Friday, February 01, 2008

Report: Obama's Success Relies on Community Organizing Tactics

When I was in grad school at Vanderbilt, one of the more influential books I read was Aldon Morris's The Origins of the Civil Rights Movement. Rather than focusing on personalities or spontaenous action, Morris delved into the organizational structures, movement centers and "halfway houses" that trained and mobilized people to effective dissent, social protest, and civil disobedience.

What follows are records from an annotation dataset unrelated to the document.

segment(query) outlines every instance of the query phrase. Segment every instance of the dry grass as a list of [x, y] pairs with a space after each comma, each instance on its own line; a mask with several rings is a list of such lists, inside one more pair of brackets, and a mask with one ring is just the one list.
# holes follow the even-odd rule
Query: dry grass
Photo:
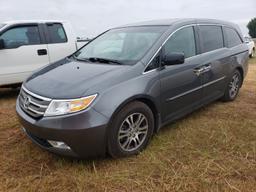
[[[0, 91], [0, 191], [256, 191], [256, 59], [235, 102], [161, 129], [140, 155], [68, 160], [32, 144]], [[253, 64], [255, 63], [255, 64]]]

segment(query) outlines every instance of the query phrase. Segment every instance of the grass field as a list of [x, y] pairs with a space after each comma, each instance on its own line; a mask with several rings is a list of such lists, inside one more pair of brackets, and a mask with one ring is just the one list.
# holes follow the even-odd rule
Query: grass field
[[0, 191], [256, 191], [256, 58], [236, 101], [217, 101], [161, 129], [124, 159], [77, 161], [22, 133], [18, 92], [0, 90]]

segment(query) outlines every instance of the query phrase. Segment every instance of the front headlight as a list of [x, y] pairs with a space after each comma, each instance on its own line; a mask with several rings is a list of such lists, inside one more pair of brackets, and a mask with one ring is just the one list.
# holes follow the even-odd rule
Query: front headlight
[[82, 111], [88, 108], [97, 97], [97, 94], [79, 99], [52, 100], [44, 116], [64, 115]]

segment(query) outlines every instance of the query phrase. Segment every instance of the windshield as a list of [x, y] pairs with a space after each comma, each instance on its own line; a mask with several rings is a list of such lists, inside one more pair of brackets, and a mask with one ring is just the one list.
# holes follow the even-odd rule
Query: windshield
[[112, 29], [76, 52], [74, 57], [92, 62], [112, 61], [133, 65], [145, 55], [166, 29], [166, 26]]

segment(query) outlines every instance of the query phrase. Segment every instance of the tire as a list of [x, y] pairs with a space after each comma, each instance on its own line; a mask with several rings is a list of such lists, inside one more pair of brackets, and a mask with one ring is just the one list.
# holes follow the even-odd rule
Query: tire
[[252, 53], [250, 54], [250, 58], [255, 57], [255, 48], [252, 49]]
[[239, 93], [239, 89], [242, 85], [242, 76], [238, 70], [231, 75], [225, 94], [222, 98], [223, 101], [234, 101]]
[[127, 104], [108, 129], [108, 153], [114, 158], [140, 153], [148, 145], [153, 130], [154, 115], [150, 108], [138, 101]]

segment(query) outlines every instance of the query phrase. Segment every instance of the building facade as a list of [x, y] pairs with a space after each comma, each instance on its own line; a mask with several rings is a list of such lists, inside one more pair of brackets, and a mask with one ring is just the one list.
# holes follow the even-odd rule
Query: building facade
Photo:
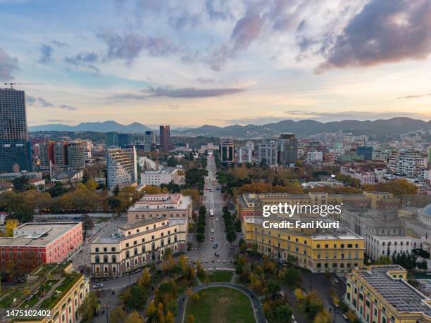
[[178, 169], [167, 167], [160, 170], [145, 170], [141, 173], [141, 185], [154, 185], [158, 186], [162, 184], [180, 184], [182, 176], [178, 174]]
[[218, 149], [220, 160], [222, 164], [233, 164], [235, 162], [235, 151], [232, 140], [225, 140], [220, 142]]
[[170, 150], [170, 127], [161, 125], [159, 127], [160, 148], [167, 153]]
[[292, 166], [298, 160], [298, 139], [292, 133], [282, 134], [278, 139], [278, 164]]
[[108, 189], [137, 183], [137, 163], [135, 146], [106, 149], [106, 179]]
[[344, 301], [364, 323], [431, 322], [431, 299], [407, 282], [407, 271], [398, 265], [353, 270]]
[[82, 244], [82, 222], [30, 222], [14, 229], [13, 237], [0, 238], [0, 255], [5, 266], [23, 254], [34, 255], [35, 265], [58, 263]]
[[32, 170], [24, 91], [0, 89], [0, 172]]
[[245, 164], [253, 162], [253, 151], [251, 147], [244, 146], [237, 147], [237, 164]]
[[277, 167], [277, 144], [271, 140], [261, 142], [257, 145], [257, 158], [259, 164], [264, 164], [268, 167]]

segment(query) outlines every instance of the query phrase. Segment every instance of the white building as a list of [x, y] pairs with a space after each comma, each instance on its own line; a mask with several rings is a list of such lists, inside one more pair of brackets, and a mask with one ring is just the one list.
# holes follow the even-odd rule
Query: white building
[[111, 148], [106, 149], [106, 179], [108, 189], [116, 185], [125, 186], [137, 183], [136, 149]]
[[323, 153], [321, 151], [308, 151], [307, 153], [307, 164], [317, 164], [323, 160]]
[[277, 142], [273, 140], [258, 144], [258, 162], [269, 167], [277, 167], [278, 165], [277, 146]]
[[392, 257], [404, 252], [410, 253], [412, 249], [412, 239], [403, 236], [375, 236], [366, 245], [366, 253], [372, 260], [382, 256]]
[[160, 170], [146, 170], [141, 173], [141, 185], [160, 186], [162, 184], [180, 184], [182, 179], [175, 167], [167, 167]]
[[237, 147], [237, 164], [251, 163], [253, 161], [253, 151], [251, 147], [243, 146]]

Two writers at the American Prospect take a similar, less detailed look at how Barack Obama's success has relied on a merger of political professional operation with social movement operation:

Obama has enlisted hundreds of seasoned organizers -- including unions, community groups, churches, and environmental groups -- into his campaign. They, in turn, have mobilized thousands of volunteers -- many of them neophytes in electoral politics -- into tightly knit, highly motivated, and efficient teams. This organizing effort has turned out a new group of voters, many of them young people and first-time voters.
I think that there is a tendency among conventional party types to overemphasize Obama's political positions or his personality and speaking style as reasons for his success so far.

But the more fascinating truth may be that a significant difference between him and Hillary Clinton is that he has relied less on Party structure than she has, and he has relied more on his background in community organizing and its ties to local activists. That has opened up a source of social capital rarely tapped by either Democrats or Republicans.